Sejak awal dia tidak pernah dekat dengan kedua orang tuanya, jadi biarkan saja dia di anggap sebagai anak tidak tau diri. Manik birunya menatap manik merah Luis, dia bisa melihat jelas keadaan Luis yang tidak baik-baik saja.

'Ternyata aku memang bodoh'

Caroline selalu saja menjadi beban bagi Luis, Luis yang selalu membantunya membuat Caroline menangis tanpa dia sadari. Suara geraman Werewolf ayahnya dia abaikan sampai dia merasakan sesuatu yang menyakitkan. Tubuhnya terjatuh menimpa tubuh Luis di depannya, sepertinya dia terluka sekarang.

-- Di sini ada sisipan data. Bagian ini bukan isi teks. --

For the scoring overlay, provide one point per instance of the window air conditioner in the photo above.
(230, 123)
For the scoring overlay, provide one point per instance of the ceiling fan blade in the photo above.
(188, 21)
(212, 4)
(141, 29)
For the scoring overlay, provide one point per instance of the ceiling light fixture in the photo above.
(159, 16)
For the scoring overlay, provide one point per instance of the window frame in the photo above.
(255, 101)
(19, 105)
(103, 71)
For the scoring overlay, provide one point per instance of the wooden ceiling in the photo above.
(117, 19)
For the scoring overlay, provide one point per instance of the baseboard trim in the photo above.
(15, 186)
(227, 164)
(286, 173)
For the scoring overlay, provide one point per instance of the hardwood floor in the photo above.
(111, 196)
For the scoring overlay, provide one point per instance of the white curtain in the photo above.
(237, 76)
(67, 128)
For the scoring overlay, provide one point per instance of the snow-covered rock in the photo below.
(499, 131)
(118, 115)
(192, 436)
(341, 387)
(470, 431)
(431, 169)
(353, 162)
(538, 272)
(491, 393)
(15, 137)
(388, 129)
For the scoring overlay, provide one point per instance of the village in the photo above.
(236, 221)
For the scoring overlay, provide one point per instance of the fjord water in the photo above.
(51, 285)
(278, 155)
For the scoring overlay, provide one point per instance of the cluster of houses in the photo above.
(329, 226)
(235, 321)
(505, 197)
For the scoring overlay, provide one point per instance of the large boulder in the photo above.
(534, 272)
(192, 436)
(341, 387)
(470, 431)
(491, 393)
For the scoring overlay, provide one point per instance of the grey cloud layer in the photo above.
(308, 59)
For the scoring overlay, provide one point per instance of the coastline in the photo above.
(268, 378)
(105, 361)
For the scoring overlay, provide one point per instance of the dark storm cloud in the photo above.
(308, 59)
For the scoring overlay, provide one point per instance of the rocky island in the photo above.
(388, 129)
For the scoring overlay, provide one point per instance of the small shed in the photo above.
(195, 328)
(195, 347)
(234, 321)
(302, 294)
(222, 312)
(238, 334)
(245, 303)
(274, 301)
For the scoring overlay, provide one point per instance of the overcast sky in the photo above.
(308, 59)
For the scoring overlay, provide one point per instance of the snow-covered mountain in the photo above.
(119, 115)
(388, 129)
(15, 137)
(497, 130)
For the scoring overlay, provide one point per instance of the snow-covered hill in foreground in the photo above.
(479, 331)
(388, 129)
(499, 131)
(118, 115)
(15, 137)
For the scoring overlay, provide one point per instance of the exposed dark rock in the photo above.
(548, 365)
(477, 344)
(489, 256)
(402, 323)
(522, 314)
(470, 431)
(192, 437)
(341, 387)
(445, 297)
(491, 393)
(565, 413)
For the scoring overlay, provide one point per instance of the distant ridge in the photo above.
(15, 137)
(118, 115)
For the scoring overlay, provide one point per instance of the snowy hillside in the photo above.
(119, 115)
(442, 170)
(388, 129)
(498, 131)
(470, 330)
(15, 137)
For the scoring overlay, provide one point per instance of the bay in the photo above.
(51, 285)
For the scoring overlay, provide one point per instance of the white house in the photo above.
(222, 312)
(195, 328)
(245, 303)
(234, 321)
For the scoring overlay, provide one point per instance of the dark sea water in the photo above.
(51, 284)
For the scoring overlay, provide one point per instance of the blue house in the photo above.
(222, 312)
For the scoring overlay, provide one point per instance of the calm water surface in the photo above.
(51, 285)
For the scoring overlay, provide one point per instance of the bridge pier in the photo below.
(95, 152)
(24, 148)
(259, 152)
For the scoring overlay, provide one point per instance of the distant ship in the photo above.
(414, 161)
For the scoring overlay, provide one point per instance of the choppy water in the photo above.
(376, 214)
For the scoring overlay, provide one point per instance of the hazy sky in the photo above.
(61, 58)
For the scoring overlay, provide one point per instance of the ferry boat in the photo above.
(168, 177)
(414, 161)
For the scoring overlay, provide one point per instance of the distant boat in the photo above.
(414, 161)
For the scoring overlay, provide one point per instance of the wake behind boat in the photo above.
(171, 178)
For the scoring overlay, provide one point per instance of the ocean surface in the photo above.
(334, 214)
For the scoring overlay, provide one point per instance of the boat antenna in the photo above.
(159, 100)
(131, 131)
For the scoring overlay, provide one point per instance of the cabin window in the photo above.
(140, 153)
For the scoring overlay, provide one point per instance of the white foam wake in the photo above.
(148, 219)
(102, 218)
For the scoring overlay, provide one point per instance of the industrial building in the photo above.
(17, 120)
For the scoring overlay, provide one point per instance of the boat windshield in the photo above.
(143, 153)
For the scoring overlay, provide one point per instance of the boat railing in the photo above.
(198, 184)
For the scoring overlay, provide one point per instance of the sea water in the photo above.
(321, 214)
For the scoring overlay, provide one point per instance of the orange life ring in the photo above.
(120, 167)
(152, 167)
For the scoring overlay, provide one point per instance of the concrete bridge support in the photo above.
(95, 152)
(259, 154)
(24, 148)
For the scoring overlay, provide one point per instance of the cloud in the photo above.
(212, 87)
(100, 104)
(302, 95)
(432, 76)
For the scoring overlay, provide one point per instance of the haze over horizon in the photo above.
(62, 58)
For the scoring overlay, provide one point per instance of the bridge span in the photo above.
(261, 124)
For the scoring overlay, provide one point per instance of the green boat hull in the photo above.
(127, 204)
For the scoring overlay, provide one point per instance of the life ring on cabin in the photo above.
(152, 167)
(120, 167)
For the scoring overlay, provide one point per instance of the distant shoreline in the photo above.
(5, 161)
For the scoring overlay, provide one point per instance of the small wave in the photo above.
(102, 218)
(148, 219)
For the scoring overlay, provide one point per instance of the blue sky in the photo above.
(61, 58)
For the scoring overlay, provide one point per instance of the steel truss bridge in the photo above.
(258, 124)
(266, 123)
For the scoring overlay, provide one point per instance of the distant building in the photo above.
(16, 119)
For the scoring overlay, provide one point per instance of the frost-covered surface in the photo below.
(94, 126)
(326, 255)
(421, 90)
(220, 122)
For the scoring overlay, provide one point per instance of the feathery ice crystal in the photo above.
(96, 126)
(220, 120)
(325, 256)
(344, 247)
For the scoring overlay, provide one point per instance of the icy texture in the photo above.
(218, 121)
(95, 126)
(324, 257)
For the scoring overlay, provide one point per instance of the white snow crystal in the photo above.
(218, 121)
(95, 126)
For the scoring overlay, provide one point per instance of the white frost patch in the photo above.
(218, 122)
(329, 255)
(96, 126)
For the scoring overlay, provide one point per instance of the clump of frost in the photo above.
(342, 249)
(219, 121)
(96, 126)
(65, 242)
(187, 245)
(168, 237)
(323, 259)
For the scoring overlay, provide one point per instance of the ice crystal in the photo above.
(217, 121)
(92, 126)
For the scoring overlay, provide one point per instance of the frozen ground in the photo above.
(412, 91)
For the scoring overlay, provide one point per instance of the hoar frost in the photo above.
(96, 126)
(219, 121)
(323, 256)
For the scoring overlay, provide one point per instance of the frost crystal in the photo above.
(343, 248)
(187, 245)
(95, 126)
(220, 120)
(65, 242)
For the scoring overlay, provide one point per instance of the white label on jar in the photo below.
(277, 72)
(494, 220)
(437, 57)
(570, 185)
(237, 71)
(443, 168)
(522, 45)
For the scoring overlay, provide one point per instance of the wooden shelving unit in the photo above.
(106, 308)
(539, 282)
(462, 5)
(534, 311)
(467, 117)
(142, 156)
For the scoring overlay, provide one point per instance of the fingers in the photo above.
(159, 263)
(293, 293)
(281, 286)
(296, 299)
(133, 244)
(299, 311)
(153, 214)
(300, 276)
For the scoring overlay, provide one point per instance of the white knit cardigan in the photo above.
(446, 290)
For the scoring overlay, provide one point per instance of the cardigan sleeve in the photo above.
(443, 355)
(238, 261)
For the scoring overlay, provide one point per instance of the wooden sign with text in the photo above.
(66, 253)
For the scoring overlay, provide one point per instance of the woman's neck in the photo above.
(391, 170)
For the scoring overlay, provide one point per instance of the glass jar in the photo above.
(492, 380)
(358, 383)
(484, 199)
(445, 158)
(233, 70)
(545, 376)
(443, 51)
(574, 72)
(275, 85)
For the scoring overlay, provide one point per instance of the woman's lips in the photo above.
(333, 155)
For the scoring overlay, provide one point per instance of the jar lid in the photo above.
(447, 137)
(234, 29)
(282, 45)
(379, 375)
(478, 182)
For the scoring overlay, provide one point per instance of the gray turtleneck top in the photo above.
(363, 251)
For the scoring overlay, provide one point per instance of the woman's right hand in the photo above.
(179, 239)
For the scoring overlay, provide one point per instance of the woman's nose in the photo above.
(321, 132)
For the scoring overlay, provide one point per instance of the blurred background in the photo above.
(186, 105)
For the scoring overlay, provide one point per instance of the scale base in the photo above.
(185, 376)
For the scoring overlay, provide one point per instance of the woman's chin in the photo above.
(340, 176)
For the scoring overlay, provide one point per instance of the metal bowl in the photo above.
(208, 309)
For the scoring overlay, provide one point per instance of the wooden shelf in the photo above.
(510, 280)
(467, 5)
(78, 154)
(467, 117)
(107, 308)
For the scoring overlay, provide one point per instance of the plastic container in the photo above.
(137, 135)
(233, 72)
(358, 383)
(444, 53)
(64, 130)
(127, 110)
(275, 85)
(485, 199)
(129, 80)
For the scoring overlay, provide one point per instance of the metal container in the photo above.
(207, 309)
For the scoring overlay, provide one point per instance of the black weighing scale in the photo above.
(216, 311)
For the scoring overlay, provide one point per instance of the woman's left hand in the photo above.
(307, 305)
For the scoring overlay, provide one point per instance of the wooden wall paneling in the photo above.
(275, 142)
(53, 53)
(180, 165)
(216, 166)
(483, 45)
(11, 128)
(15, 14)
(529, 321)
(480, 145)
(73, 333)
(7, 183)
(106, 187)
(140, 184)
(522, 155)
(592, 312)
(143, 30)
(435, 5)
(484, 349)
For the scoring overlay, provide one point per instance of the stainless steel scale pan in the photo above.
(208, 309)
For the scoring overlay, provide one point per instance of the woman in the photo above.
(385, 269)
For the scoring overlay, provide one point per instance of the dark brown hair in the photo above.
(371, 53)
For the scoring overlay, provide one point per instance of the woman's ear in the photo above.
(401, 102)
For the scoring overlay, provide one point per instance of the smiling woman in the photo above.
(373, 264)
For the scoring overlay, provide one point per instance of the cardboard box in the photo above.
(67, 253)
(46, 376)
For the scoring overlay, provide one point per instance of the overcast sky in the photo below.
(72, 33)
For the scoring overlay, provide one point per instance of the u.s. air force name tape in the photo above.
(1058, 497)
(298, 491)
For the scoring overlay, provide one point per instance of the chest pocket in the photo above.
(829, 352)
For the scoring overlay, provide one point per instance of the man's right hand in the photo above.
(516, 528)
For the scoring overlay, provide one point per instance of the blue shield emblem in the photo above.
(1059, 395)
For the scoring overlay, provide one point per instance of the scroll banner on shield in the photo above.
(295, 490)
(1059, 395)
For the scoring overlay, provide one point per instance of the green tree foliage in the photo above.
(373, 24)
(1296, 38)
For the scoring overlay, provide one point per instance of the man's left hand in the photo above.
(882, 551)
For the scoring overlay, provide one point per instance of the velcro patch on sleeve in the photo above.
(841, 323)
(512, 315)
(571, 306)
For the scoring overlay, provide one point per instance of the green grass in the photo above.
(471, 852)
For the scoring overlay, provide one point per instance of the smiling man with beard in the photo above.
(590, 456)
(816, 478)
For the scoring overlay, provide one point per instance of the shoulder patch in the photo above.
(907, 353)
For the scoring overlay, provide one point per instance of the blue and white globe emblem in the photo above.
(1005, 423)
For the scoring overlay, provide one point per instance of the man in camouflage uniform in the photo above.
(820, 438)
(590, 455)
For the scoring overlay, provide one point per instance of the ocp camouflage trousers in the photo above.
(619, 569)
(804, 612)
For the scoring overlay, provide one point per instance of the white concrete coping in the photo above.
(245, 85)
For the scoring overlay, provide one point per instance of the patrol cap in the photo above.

Bukankah lucu dia datang hanya untuk menjadi tameng, supaya Luis tidak mati karena dirinya. Apakah akhirnya dia akan mati di tangan ayahnya sendiri, andai saja dia bisa mengimbangi kekuatan ayahnya. Andai saja dia bisa melawan, kenapa dia begitu lemah dan harus mengandalkan Luis sejak tadi.

Caroline tertawa dan mulai berdiri dengan punggung yang terluka, tidak parah tapi dia jelas merasakan pandangannya yang mulai kabur. Sepertinya dia kehilangan banyak darah, atau dia saja yang tidak bisa menerima serangan seperti ini.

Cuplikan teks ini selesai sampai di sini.